Extended Euclidean algorithm

Question 1

I have programmed the extended euclidean algorithm. Is this a good approach?

def ext_ggT(a, b):
 x,y, u,v = 0,1, 1,0
 while a != 0:
 q, r = b//a, b%a
 m, n = x-u*q, y-v*q
 b,a, x,y, u,v = a,r, u,v, m,n
 gcd = b
 return gcd, x, y

Question 2

Close voters, just because you don't know what the extended Euclidean algorithm is doesn't mean that the question is unclear. I don't close C questions because I don't know C and it's 'unclear' to me.

Question 3

Is this a good approach? approach to what exactly? Or do you want opinions if you coded it well, advice how to code it better?

Question 4

I guess advice... There are always more efficient ways of doing it, so I wanted some feedback. I have a book for computer science in which I found the theory of the algorithm and with it I programmed this function.

Question 5

For what it's worth, as a number theorist, I found this a very clear transcription in code of how I would think of the problem.

Question 6

Looks good to me. I would add a comment explaining the return value and the Bezout identity.

Question 7

Not being familiar with the algorithm in question, it was very non-obvious to me what the code did, and in general I think it's good to write code in such a way that it's comprehensible with minimal reasonable effort even if the reader isn't a domain expert (i.e. they should be able to look up documentation, look at your code, and see how the two relate). The main hindrances I faced were:

It wasn't immediately obvious that x, y, u, v represented two distinct series (where u was always a prior value of x, etc). In general there are a lot of variables in this code to keep track of, and not a lot of explanation of what they're all for.
Dependencies between the different values likewise were not obvious. Having all the assignments smushed onto one line made it hard to discern this visually; it's nice to use compact tuple assignments when the relationships are obvious, but it doesn't necessarily always improve readability.
There're no doc/comments explaining what's going on.
The name ext_ggT doesn't follow Python's snake_case naming convention and is a bit cryptic.
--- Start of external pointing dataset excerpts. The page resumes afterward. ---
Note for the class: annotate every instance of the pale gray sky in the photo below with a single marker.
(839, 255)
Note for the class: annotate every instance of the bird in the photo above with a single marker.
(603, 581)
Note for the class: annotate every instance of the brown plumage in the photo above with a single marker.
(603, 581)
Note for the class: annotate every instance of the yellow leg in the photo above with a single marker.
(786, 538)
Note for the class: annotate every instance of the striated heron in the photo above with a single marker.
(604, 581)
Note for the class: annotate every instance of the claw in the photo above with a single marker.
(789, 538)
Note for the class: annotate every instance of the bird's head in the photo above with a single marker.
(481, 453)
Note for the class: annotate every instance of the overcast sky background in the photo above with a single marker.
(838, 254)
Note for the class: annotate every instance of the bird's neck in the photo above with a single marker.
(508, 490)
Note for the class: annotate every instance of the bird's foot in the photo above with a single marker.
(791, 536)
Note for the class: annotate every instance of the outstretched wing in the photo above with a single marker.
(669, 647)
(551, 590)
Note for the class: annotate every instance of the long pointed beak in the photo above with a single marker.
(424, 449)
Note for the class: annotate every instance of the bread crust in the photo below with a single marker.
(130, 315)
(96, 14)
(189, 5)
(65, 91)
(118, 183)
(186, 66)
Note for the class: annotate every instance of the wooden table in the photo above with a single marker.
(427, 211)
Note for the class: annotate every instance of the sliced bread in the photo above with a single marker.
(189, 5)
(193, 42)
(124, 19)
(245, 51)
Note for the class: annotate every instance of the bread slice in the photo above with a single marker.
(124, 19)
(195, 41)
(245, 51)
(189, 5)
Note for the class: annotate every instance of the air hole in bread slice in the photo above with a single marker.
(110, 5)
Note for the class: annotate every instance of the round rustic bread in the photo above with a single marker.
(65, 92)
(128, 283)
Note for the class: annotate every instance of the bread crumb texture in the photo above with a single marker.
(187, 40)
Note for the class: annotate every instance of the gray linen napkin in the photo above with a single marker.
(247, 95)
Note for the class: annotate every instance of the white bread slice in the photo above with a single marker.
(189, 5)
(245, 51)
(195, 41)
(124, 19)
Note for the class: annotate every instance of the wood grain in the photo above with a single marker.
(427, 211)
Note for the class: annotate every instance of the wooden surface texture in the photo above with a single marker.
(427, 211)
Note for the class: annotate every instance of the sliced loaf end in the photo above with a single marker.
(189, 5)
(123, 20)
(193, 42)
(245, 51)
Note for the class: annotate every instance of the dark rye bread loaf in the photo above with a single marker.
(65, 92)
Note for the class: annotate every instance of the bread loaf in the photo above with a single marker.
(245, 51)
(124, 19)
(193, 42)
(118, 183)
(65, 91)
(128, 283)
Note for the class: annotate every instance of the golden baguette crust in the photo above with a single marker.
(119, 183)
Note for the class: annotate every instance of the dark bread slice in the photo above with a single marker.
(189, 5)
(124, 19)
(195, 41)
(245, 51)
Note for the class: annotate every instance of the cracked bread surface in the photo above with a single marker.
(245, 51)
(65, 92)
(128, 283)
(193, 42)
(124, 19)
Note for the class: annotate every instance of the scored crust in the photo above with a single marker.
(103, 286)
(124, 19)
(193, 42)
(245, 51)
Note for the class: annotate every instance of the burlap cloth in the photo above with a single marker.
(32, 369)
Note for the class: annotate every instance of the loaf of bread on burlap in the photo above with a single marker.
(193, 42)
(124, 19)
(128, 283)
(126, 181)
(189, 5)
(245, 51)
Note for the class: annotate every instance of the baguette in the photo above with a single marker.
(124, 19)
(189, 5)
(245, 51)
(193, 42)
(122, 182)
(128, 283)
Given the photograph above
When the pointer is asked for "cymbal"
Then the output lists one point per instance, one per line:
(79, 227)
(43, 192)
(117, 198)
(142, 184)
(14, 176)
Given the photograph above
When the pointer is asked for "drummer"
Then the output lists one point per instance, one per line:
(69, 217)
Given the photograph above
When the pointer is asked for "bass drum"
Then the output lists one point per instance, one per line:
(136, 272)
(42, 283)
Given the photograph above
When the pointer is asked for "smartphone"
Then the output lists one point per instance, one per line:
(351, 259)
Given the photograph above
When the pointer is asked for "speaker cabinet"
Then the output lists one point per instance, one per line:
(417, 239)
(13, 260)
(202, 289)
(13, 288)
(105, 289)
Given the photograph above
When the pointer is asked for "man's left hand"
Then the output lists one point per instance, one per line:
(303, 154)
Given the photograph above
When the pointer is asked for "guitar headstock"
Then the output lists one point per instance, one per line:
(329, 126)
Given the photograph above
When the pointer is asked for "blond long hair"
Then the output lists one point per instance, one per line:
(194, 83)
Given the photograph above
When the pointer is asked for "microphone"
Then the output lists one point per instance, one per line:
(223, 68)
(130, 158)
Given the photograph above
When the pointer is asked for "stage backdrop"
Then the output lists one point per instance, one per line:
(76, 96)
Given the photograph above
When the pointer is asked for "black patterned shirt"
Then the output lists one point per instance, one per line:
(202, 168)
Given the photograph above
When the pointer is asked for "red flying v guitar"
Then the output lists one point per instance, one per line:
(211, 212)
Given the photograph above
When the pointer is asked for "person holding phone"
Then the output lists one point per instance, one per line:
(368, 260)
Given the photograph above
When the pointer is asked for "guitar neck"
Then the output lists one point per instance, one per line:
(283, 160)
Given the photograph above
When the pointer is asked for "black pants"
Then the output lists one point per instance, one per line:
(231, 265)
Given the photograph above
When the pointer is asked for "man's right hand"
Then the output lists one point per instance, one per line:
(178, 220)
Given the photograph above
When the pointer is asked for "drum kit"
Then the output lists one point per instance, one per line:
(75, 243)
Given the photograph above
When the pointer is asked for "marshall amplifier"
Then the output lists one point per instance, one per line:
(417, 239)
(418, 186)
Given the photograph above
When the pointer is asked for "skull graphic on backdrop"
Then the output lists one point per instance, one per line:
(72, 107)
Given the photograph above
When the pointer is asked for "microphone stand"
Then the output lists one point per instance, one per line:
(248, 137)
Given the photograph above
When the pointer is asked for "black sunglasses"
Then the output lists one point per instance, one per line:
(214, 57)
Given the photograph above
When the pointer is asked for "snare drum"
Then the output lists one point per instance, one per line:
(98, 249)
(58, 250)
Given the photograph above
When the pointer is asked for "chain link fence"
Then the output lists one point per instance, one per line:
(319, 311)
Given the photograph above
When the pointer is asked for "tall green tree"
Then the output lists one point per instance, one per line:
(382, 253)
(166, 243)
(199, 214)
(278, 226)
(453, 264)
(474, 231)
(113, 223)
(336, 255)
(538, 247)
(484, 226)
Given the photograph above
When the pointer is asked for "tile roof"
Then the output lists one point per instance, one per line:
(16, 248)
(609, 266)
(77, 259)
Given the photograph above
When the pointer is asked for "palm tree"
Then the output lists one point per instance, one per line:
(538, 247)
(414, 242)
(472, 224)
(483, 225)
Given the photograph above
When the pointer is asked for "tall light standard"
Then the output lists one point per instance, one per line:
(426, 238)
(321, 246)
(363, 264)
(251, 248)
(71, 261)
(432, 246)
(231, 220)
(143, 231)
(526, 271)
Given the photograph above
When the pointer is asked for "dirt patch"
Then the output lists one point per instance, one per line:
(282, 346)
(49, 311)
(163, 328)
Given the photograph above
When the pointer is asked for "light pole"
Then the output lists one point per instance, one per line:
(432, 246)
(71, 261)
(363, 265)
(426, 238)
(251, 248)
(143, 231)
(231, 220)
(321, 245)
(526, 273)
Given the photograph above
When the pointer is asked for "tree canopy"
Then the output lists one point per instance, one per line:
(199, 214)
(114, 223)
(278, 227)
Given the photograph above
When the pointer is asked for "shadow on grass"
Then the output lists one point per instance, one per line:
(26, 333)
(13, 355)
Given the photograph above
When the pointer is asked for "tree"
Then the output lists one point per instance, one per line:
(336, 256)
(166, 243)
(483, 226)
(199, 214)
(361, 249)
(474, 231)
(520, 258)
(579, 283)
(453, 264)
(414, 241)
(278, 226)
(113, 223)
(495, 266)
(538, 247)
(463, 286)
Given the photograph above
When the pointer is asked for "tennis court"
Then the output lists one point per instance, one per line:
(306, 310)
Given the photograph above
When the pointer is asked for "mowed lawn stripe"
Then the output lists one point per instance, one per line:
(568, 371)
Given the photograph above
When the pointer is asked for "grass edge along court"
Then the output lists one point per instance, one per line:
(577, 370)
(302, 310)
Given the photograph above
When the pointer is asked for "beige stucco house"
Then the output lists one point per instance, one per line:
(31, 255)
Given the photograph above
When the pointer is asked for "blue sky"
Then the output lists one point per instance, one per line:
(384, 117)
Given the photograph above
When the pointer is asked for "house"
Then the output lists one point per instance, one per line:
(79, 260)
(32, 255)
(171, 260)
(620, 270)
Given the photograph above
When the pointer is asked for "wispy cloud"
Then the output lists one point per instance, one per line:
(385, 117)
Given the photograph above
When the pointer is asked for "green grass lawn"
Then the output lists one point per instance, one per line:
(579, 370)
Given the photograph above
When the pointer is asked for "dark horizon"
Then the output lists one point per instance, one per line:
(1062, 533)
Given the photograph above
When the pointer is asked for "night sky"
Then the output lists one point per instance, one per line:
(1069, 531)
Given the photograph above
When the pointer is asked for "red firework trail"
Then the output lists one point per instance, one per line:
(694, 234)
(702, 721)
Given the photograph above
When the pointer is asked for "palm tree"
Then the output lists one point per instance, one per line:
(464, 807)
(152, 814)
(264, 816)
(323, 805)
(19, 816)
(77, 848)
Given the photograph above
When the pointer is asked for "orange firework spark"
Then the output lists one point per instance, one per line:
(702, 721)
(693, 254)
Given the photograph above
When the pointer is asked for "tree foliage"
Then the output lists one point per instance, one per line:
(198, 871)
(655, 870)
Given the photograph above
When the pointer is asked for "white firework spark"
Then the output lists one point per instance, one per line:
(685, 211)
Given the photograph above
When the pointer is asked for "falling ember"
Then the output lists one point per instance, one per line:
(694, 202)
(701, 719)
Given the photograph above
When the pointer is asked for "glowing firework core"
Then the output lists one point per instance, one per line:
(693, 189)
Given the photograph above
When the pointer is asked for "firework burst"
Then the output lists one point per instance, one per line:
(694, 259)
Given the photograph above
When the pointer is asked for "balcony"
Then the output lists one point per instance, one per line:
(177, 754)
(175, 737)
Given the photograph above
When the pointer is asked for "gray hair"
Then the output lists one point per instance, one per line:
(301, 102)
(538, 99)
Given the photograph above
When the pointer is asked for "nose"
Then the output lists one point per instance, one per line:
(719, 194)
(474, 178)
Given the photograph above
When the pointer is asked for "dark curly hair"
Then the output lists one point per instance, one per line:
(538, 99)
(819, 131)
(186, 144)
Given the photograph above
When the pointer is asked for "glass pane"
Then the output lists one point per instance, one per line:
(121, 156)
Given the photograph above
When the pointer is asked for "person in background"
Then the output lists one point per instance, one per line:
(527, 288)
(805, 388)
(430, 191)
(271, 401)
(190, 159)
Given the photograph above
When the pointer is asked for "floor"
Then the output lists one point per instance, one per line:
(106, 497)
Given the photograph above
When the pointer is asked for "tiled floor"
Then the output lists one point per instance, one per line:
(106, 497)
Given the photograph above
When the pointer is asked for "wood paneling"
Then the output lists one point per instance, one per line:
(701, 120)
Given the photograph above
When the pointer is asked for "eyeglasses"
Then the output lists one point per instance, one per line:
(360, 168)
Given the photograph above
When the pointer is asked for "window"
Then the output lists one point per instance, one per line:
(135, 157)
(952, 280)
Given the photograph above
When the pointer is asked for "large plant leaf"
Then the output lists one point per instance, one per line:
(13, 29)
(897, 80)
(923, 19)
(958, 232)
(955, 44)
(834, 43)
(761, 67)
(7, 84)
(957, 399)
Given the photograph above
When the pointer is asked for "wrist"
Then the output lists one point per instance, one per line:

After reading the wiki link (thx Peilon) I was able to sort of reverse-engineer it and then I made some changes so that the code matches up more with my understanding based on the wiki article (and is commented so that anyone looking at this code side by side with the wiki article will immediately see what goes with what).

from collections import deque
from typing import Tuple
def extended_euclidean(a: int, b: int) -> Tuple[int, int, int]:
 """
 Returns (gcd, x, y) such that:
 gcd = greatest common divisor of (a, b)
 x, y = coefficients such that ax + by = gcd
 """
 # We only need to keep the last two elements of each series.
 r = deque([b, a], 2)
 s = deque([0, 1], 2)
 t = deque([1, 0], 2)
 # The next element of each series is a function of the previous two.
 # We stop building these series once r (the remainder) is zero; 
 # the final result comes from the iteration prior to that one.
 while r[-1] != 0:
 q = r[-2] // r[-1]
 r.append(r[-2] % r[-1])
 s.append(s[-2] - s[-1] * q)
 t.append(t[-2] - t[-1] * q)
 return r[-2], s[-2], t[-2]
assert extended_euclidean(240, 46) == (2, -9, 47)

The biggest change is that I've represented the various series described in the wiki article as iterables, rather than representing each as two scalars; this doesn't make much difference to the way the code actually runs, but the fact that these six values (previously a, b, x, y, u, and v) represent three distinct series is now very obvious to the reader. The three series are initialized and extended in such a way as to "make alike look alike" -- you can see at a glance how each successive element is computed from the prior two, and easily discern where there are and aren't dependencies between these values.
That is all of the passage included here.